Alla fine la terribile decisione di rifiutare il cibo, di lasciarsi morire (pesava ormai 50 chili ed era alto 1,80), per gridare il suo "no" al carcere, al modo con cui era stato condannato, all’essere solo un numero e non più un essere umano, Pop Virgil aveva cambiato diverse carceri, in Campania, in Lombardia, in Puglia. Viveva in strada, si arrabattava nel cercare di vivere in qualche modo, era passato in diversi processi difeso da avvocati d’ufficio frettolosi e non coordinati tra loro, stritolato da una macchina giudiziaria che non tratta tutti allo stesso modo, dove i potenti non fanno mai un giorno di carcere e i poveracci come Pop ci muoiono.

L’avevano mandato anche nel carcere psichiatrico di Aversa ma lì avevano deciso che non era incompatibile con il carcere e allora di nuovo dentro, nella bolgia infernale dei senza diritti, senza speranza. A Monza aveva tentato il suicidio, poi atti autolesionisti. Tutto inutile. La giustizia deve fare il suo corso. La certezza della pena. Quante palle hanno messo in testa alla gente. Per Pop la pena era certa, anzi certissima. Eppure questa certezza l’ha condannato a morte.
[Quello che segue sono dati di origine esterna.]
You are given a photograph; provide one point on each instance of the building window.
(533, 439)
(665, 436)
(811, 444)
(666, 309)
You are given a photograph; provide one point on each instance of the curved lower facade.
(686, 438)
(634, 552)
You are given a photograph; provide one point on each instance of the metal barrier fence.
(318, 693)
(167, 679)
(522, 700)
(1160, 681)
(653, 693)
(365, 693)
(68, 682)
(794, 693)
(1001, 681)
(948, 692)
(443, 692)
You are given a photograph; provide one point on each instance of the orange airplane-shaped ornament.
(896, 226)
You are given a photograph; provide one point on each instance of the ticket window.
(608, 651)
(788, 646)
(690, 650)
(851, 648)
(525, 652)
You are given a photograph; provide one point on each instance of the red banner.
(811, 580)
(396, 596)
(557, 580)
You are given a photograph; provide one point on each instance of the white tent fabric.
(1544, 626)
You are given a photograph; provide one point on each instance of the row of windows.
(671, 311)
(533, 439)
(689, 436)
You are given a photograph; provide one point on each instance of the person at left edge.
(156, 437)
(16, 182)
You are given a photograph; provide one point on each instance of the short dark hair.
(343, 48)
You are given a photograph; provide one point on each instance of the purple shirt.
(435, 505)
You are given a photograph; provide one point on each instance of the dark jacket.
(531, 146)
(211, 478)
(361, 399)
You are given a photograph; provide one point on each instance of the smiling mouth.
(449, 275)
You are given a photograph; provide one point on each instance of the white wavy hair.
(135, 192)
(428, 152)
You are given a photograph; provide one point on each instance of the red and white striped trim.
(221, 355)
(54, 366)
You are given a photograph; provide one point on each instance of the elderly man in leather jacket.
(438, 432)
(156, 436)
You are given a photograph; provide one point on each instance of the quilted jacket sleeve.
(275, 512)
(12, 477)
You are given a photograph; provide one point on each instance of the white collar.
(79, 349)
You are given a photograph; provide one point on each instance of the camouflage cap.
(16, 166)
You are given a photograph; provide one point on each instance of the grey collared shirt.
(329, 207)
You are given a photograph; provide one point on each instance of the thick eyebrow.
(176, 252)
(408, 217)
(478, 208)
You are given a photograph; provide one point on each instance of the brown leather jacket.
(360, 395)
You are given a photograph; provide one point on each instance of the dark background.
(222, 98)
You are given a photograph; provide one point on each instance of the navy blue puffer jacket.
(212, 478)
Conoscendo un po’ l’ambiente carcerario non crediamo troppo che nessuno l’abbia ascoltato all’interno del carcere. Sappiamo che tecnici e volontari fanno egregiamente il loro dovere. Ma sono senza troppi poteri (soprattutto i volontari) e subissati da mille problemi da risolvere. Solo un caso che a Lecce ci siano solo 8 educatori ogni 180 detenuti? E uno psicologo ogni 240?

Ma questa è la normalità nei 205 istituti detentivi italiani. Mentre Pop Virgil Cristria moriva, proprio nelle stesse ore, nel carcere di Reggio Calabria, gli agenti di polizia penitenziaria sono riusciti a sventare un tentativo di suicidio di un detenuto italiano di 30 anni. Non hanno dato il nome, solo la nazionalità. E anche in questo carcere grossi problemi di vivibilità: i posti disponibili sono 200; i detenuti 400!

E in carcere si muore anche per malattia, perché non sempre è possibile ricevere le cure necessarie. Il 7 maggio scorso è morto un detenuto di 28 anni, Dani Renati, per tumore. Era detenuto per furto di una bicicletta e borseggi vari. Ora i genitori, Elsa ed Antonio, vogliono vederci chiaro e accusano che non l’hanno curato adeguatamente. Era in carcere da 22 mesi e il 25 aprile era stato scarcerato perché malato terminale. Lui stava a Pavia, aveva chiesto di andare ad essere curato a Milano.

Storie di ordinario carcere. Ne succedono ogni giorno di queste terribili storie. Sarà bene non dimenticare mai che in carcere si muore ogni giorno e che in carcere si finisce anche per aver rubato una bicicletta o per aver effettuato piccoli furti per sopravvivere.